July 22, 2018

UK’s largest connected and autonomous vehicle project tackles city centre parking


An Arup-led UK trial of connected and autonomous vehicle technology has been demonstrating how parking difficulties could soon be a thing of the past.

The UK Autodrive project has been using public roads and car parks in Milton Keynes to show how connected and autonomous vehicles could make the search for parking spaces much easier in future.

Project partners Ford, Jaguar Land Rover and Tata Motors European Technical Centre (TMETC) have demonstrated how cars can communicate with each other to notify drivers of available parking spaces – without the need for any additional parking bay sensors.

Jaguar Land Rover has also used the occasion to showcase its latest self-driving vehicle technology, demonstrating another future parking solution, with the vehicle successfully driving itself to an available car park bay before parking itself.
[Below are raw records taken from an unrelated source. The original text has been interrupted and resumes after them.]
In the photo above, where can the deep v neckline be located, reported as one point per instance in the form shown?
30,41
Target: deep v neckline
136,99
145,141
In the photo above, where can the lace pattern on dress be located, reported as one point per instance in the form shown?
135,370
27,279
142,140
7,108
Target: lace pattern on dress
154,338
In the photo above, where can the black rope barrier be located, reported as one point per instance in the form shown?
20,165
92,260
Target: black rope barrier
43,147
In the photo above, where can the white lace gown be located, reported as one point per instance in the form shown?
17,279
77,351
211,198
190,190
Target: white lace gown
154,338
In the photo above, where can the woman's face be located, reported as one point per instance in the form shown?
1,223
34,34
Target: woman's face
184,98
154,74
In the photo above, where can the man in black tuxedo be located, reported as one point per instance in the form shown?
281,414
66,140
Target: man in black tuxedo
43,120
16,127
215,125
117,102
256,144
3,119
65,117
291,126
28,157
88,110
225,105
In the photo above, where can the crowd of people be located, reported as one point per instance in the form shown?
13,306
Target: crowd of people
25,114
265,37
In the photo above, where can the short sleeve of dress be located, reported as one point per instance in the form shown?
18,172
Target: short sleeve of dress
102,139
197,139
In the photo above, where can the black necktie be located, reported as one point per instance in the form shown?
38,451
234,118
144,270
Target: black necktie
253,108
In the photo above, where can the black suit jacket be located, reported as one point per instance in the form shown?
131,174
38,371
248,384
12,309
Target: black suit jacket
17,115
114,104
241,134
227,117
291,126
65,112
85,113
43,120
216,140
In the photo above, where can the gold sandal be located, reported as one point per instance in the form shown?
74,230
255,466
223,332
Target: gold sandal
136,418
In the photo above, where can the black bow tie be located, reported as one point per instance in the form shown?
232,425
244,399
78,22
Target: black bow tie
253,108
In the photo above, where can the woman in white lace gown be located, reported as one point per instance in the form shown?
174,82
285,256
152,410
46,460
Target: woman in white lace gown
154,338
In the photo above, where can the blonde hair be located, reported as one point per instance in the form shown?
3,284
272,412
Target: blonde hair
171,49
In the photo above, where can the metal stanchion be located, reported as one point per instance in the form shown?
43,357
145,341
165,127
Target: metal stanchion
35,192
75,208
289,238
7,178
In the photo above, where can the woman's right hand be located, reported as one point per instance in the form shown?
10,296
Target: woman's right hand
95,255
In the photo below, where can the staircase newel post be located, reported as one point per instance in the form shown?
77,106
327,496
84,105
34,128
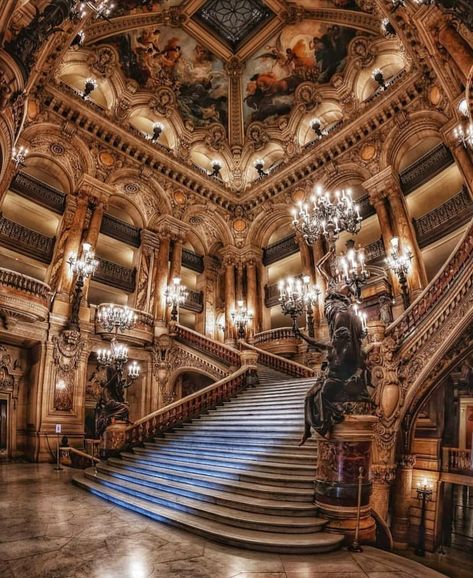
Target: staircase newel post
340,456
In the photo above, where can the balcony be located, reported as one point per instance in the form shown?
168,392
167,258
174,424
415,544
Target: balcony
141,334
23,298
40,192
120,230
445,219
425,168
114,275
22,240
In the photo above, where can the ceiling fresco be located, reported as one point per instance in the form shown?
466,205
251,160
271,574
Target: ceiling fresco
306,52
164,56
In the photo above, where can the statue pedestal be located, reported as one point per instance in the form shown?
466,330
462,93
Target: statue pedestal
336,486
114,438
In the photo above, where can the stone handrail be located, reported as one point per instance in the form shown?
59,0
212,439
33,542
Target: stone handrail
25,284
457,461
273,335
186,408
280,363
208,346
424,307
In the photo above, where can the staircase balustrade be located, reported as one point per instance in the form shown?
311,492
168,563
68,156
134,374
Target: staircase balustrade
460,265
213,348
172,415
280,363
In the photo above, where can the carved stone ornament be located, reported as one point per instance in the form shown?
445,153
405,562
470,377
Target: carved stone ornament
67,349
163,102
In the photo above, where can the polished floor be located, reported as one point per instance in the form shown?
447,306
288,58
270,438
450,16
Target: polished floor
51,529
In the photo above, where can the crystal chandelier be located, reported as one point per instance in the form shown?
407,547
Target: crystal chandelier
297,295
351,269
114,317
175,295
101,8
19,156
241,319
399,262
326,216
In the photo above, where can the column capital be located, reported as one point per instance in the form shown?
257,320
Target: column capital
169,226
382,184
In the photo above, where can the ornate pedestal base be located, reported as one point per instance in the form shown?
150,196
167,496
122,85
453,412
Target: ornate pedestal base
336,486
114,438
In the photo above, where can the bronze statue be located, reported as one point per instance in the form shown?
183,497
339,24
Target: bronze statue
111,404
345,377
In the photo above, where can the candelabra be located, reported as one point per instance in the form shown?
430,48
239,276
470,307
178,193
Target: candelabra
399,262
424,494
216,167
175,295
89,87
101,8
157,129
84,267
316,126
464,135
378,76
352,270
295,296
19,156
241,319
259,166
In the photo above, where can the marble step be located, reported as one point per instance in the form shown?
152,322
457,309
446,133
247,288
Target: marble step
243,453
221,471
249,488
225,497
161,455
252,539
223,514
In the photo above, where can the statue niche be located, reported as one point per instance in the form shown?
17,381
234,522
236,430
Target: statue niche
342,387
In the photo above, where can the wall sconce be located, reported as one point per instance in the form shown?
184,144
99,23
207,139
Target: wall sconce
89,87
378,76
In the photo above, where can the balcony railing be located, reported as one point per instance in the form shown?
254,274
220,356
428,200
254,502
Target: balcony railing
422,170
115,275
26,241
208,346
457,461
41,193
444,219
192,261
120,230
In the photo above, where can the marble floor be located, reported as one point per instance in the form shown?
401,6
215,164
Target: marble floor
51,529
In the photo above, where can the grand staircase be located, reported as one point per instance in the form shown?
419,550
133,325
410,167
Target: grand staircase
234,475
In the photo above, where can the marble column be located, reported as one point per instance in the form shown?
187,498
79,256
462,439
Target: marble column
402,502
148,255
252,295
229,298
160,278
458,48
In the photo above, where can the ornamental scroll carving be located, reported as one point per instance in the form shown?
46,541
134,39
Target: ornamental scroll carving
67,349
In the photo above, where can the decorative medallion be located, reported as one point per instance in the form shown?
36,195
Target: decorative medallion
180,198
233,21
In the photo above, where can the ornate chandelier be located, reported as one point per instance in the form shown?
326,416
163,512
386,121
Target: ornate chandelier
327,216
297,295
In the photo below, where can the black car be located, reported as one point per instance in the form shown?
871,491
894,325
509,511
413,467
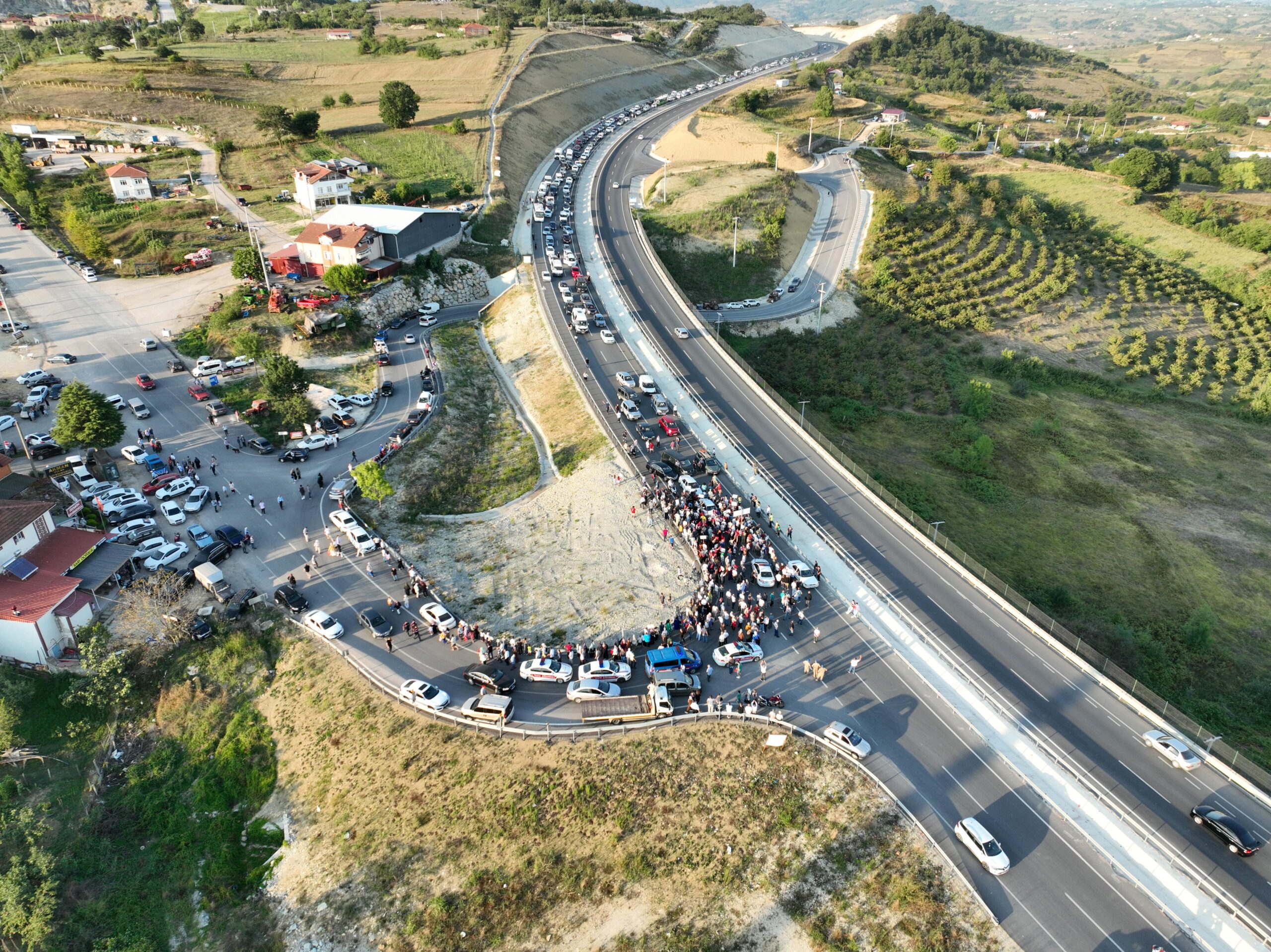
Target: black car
1227,829
140,536
238,603
660,470
287,597
490,678
229,536
137,510
375,623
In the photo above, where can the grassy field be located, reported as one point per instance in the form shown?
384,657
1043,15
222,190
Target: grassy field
476,456
1104,200
462,840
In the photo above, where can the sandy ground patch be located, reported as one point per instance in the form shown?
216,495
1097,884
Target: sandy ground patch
523,345
706,136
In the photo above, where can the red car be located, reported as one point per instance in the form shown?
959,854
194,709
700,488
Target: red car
159,482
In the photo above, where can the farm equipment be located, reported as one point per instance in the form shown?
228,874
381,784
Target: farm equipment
195,261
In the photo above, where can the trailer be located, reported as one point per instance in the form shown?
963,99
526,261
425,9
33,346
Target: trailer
637,707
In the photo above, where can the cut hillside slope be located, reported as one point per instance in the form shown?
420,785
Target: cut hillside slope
431,838
571,80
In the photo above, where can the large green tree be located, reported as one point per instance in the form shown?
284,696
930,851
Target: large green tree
84,418
346,279
282,377
398,105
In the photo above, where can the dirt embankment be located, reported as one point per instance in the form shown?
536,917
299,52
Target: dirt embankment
571,80
405,835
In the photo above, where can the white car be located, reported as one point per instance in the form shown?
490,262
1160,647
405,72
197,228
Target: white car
149,547
169,553
738,652
177,487
173,513
361,541
847,740
342,520
199,499
804,572
434,613
321,623
1172,749
983,846
590,689
424,696
318,441
762,570
605,672
546,670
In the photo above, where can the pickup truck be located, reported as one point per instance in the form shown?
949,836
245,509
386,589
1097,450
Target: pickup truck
637,707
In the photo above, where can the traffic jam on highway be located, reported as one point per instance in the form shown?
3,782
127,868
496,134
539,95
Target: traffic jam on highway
680,487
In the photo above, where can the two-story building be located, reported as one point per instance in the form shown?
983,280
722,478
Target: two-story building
319,187
49,579
129,182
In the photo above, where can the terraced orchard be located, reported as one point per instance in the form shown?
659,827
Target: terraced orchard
1040,275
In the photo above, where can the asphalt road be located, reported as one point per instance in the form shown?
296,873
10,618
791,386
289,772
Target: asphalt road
1052,899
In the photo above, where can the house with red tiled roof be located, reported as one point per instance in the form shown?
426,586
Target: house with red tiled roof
316,186
49,581
129,182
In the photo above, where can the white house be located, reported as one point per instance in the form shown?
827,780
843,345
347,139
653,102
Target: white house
319,187
42,602
129,182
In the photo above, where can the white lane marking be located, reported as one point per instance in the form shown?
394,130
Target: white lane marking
1105,933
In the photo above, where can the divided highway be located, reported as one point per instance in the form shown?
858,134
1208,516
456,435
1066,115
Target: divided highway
1060,894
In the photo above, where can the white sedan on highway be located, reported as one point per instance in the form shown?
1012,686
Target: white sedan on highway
738,652
321,623
424,696
166,556
436,614
546,670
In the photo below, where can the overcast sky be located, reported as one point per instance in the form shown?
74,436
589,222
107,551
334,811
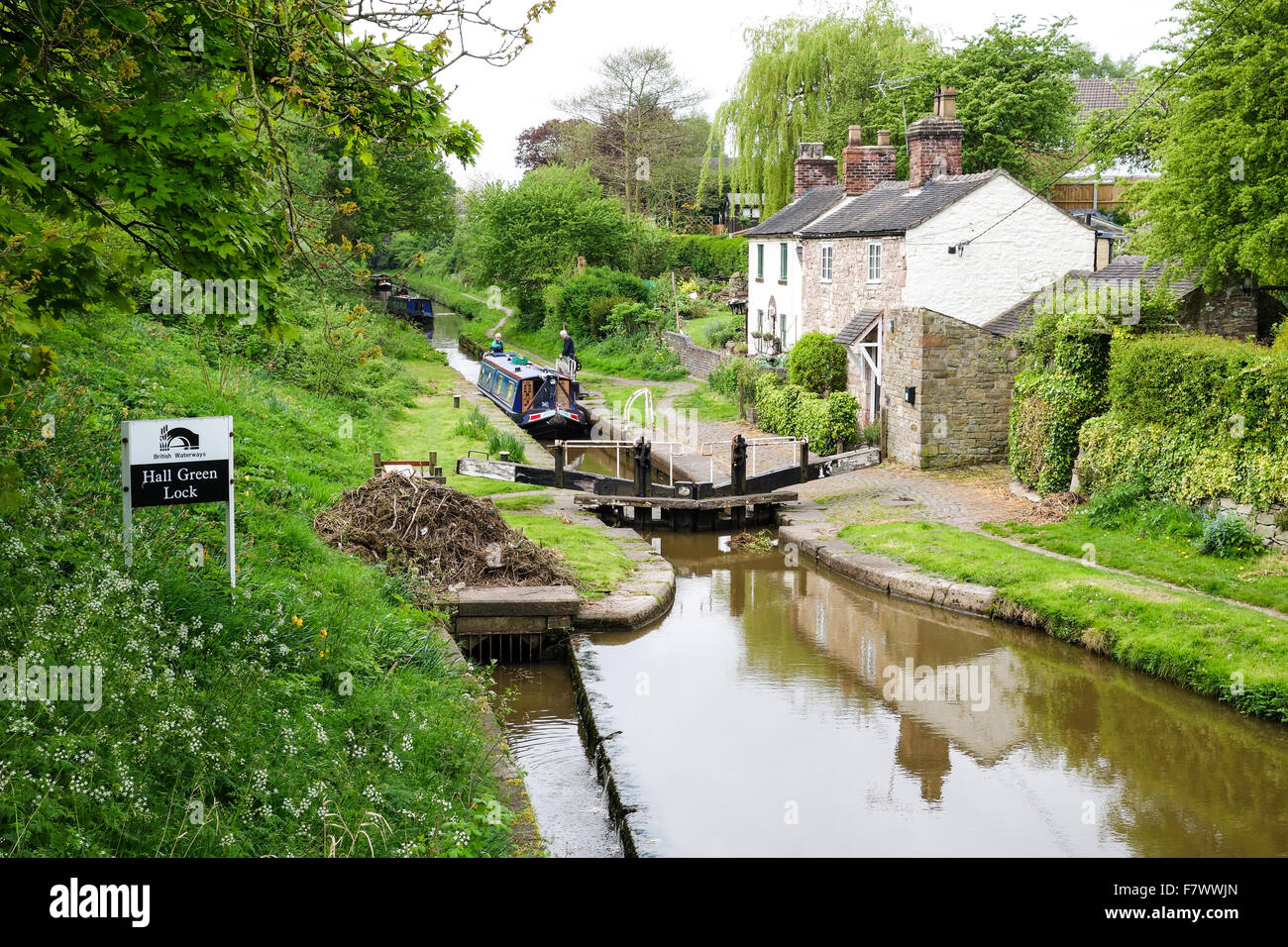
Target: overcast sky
706,43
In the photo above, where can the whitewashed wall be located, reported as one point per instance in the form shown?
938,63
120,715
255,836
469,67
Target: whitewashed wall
1026,252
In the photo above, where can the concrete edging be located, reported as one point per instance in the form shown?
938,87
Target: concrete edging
818,540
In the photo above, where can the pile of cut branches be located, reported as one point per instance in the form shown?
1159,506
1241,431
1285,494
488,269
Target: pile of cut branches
442,535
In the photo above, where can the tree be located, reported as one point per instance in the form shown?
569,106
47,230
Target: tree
159,134
809,80
635,114
1220,206
527,236
1016,97
545,145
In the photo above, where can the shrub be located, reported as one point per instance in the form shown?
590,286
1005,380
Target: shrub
828,423
816,364
1194,418
570,300
1046,415
1228,536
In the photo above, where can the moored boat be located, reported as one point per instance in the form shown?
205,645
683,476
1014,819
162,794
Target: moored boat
540,399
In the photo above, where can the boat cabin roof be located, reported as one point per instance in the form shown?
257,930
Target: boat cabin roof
516,365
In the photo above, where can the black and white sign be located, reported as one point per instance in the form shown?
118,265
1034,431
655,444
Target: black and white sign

Tim Armitage, Arup’s UK autodrive project director, said: “Connected and autonomous vehicles are expected to bring a large number of social benefits, from improved road safety to an easing of traffic congestion, but the possible benefits in terms of parking should also not be overlooked. As well as making parking less of a hassle for individuals, more efficient ways of parking could allow cities to radically redefine their use of space in the future – with far less land potentially needed for parking spaces in city centres once we get to the point where cars can go off and park themselves.”

In times of heavy traffic congestion, it has been estimated that up to 30% of that traffic consists of vehicles looking for parking spaces. The technology being trialled as part of the UK Autodrive project is intended to take the guesswork out of finding spaces by sending information about available spaces directly to connected or autonomous cars.

As well as demonstrating potential future parking solutions, the three car manufacturers also carried out their first public road trials of two connected car safety features.

The first involved an Emergency Vehicle Warning (EVW) system, which alerts drivers when an emergency vehicle is approaching and also indicates which direction it is coming from.

The second trial demonstrated an Electronic Emergency Brake Light (EEBL) feature which gives a warning when another connected car further up the road brakes heavily – potentially giving drivers several additional seconds to avoid a possible collision.

In addition to trialling connected and autonomous road-based vehicles, the UK Autodrive project is due to trial a fleet of up to 40 low-speed self-driving ‘pod’ vehicles in pedestrianised areas of Milton Keynes over the summer. A final set of UK Autodrive demonstrations, involving both types of vehicle, is then scheduled to be held in the autumn, in the project’s two host cities of Milton Keynes and Coventry.